Ultimate Weapon (McClouds & Friends #6)(106)
“Questo e’ tutto,” the woman said heavily. This is it.
Val looked at Tamar. She shrugged. “I’ve slept in worse places.”
He turned back to the signora. “Va bene,” he said. “Can we get some dinner?”
“You can eat with the family at eight,” the signora announced.
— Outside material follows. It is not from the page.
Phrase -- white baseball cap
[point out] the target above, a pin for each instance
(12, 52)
Val caught the flash of naked fear in Tamar’s eyes, and manufactured a charming smile. “Could we just have something in our room? Something simple is fine. Bread and cheese and wine?”
The signora cleared her throat, a phlegmy hack of disapproval. “I’ll bring something.” She indicated with the chicken in the direction of an ancient armoire, with enough force to make the dead bird molt pinfeathers onto the cracked tile floor. “There are more pillows and blankets in there. I will bring food later. I am the Signora Concetta.”
With that information, she stumped out, leaving the door open.
Gusts of rain and the smell of sheep shit blew in, a welcome burst of freshness and moist moving air in the moldy dimness of the room.
They looked at each other for a long moment.
“Well,” Tamar said briskly. “I doubt that anyone will look for us here.” She set her purse and the Deadly Beauty briefcase down and pulled open a small door, peering into what proved to be a tiny bathroom with brown-streaked porcelain fixtures that had to be more than a century old. “At least there are towels in here,” she remarked. “Who needs toilet paper?”
Tamar’s attempt at lightness made things worse. Val sat down on the bed, releasing a puff of dust that danced in the light from the door. He stared at her. She stared back. The light from the tiny windows was tinted by the foliage outside to a dim, unearthly green.
Gusts of strong wind whined around the casale, banging the little wooden door open against the outside wall. The rain finally let go in a rushing deluge. Its sweet, heady perfume deepened with every minute.
Tamar stepped forward, crossing her arms. “Go ahead,” she said. “Say it. I see it in your face, anyhow.”
“What do you see?” he asked. “What do you expect me to say?”
“Whore,” she said.
Val stared down at his own bloodied fists and fingered the dangling handcuff still attached to his wrists, and listened to the rain for a long moment. “I did not think that. And I will not say it.”
“Don’t make it worse by lying.” Her tilted eyes glittered with unshed tears.
“You ask a great deal of me,” he said. “I find my woman naked in the arms of a mafiya drug lord, and you scold me for being unhappy?”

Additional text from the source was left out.